2. The costs of appeal shall be borne by the Plaintiff.
The purport of the claim and appeal is the purport of the appeal.
Reasons
1. The grounds for appeal by the plaintiff citing the judgment of the court of first instance are not significantly different from the allegations in the court of first instance, and evidence submitted in the court of first instance / evidence submitted in the court of first instance / evidence (including paper numbers, hereinafter the same shall apply);
Even if we look at each description], it is judged that the findings and judgments of the first instance court are justifiable.
Therefore, the reasoning for the court’s explanation on the instant case is as follows, except for adding the following judgments to the allegations emphasized by the Plaintiff in this court, and therefore, it is consistent with the reasoning of the judgment of the first instance. Therefore, it is acceptable in accordance with the main sentence of Article 420 of the
2. Additional determination
A. On October 13, 2015, the Plaintiff asserted that the Plaintiff is a legitimate shareholder inasmuch as the Plaintiff entered the Defendant’s shareholder registry as a shareholder in the Defendant’s shareholder registry.

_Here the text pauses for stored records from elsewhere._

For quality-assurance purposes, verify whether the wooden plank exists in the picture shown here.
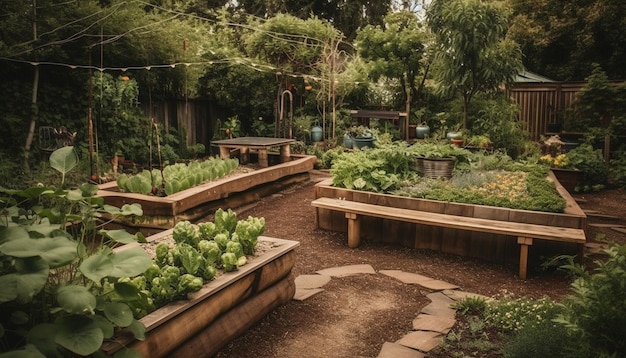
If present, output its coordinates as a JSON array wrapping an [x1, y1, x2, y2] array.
[[311, 198, 586, 243]]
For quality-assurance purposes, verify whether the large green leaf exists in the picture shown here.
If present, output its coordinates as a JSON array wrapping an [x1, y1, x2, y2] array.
[[100, 229, 137, 244], [57, 285, 97, 314], [80, 252, 113, 282], [109, 247, 152, 277], [55, 315, 104, 356], [128, 319, 146, 341], [15, 256, 49, 304], [103, 302, 134, 327], [0, 273, 19, 303], [26, 323, 58, 357], [0, 237, 77, 268], [0, 344, 46, 358]]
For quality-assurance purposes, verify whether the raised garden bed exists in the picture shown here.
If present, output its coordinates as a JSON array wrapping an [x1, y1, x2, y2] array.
[[98, 155, 317, 235], [103, 230, 299, 357], [315, 173, 587, 272]]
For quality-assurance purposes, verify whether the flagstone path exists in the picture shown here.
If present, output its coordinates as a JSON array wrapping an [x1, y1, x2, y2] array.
[[293, 265, 488, 358]]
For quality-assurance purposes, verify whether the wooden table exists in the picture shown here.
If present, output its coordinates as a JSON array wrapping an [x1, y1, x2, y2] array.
[[213, 137, 295, 168]]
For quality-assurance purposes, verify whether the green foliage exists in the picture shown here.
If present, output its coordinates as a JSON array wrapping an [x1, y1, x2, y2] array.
[[331, 142, 416, 192], [485, 297, 560, 331], [451, 296, 487, 315], [566, 143, 609, 191], [502, 321, 576, 358], [427, 0, 522, 128], [117, 157, 239, 195], [0, 145, 146, 356], [557, 245, 626, 357]]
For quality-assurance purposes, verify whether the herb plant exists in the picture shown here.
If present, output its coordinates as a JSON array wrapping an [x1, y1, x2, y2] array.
[[117, 157, 239, 195]]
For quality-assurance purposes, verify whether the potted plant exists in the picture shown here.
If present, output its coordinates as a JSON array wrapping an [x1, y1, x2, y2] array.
[[411, 141, 468, 179], [347, 125, 376, 149]]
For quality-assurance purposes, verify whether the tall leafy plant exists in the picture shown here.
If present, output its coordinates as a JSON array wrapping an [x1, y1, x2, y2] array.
[[0, 149, 152, 357]]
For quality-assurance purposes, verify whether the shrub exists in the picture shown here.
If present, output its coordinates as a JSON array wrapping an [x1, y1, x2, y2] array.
[[485, 297, 560, 331], [503, 321, 571, 358], [557, 245, 626, 357]]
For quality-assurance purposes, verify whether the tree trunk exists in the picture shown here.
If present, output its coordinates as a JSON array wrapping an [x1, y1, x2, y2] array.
[[24, 0, 39, 172]]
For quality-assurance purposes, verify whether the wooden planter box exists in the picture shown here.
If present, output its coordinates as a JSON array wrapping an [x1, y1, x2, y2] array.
[[315, 174, 587, 268], [98, 155, 317, 236], [103, 234, 299, 357]]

B. Barring special circumstances, barring special circumstances, whether the Plaintiff may assert that he/she is a shareholder against the Defendant, a person legally entered in the register of shareholders may exercise shareholder rights, such as voting rights, in relation to the company, and the company may not deny the exercise of shareholder rights by a shareholder on the register of shareholders, regardless of whether it was known that there was another person who actually acquired or intended to acquire shares, other than a shareholder on the register of shareholders, or whether it was unaware of the existence of another person who actually acquired or intended to acquire shares, and cannot be recognized as exercising shareholder rights by a person who did not complete the registration on the register of shareholders. This is limited to cases where: (a) where the exercise of shareholder rights in relation to the company without completing the registration on the register of shareholders is extremely exceptional circumstances, such as where the entry in the register of shareholders or the request for transfer of rights was unfairly delayed or rejected (see, e.g., Supreme Court en banc Decision 2015Da24832, Mar. 23, 2017; Supreme Court Decision 2015Da2525258).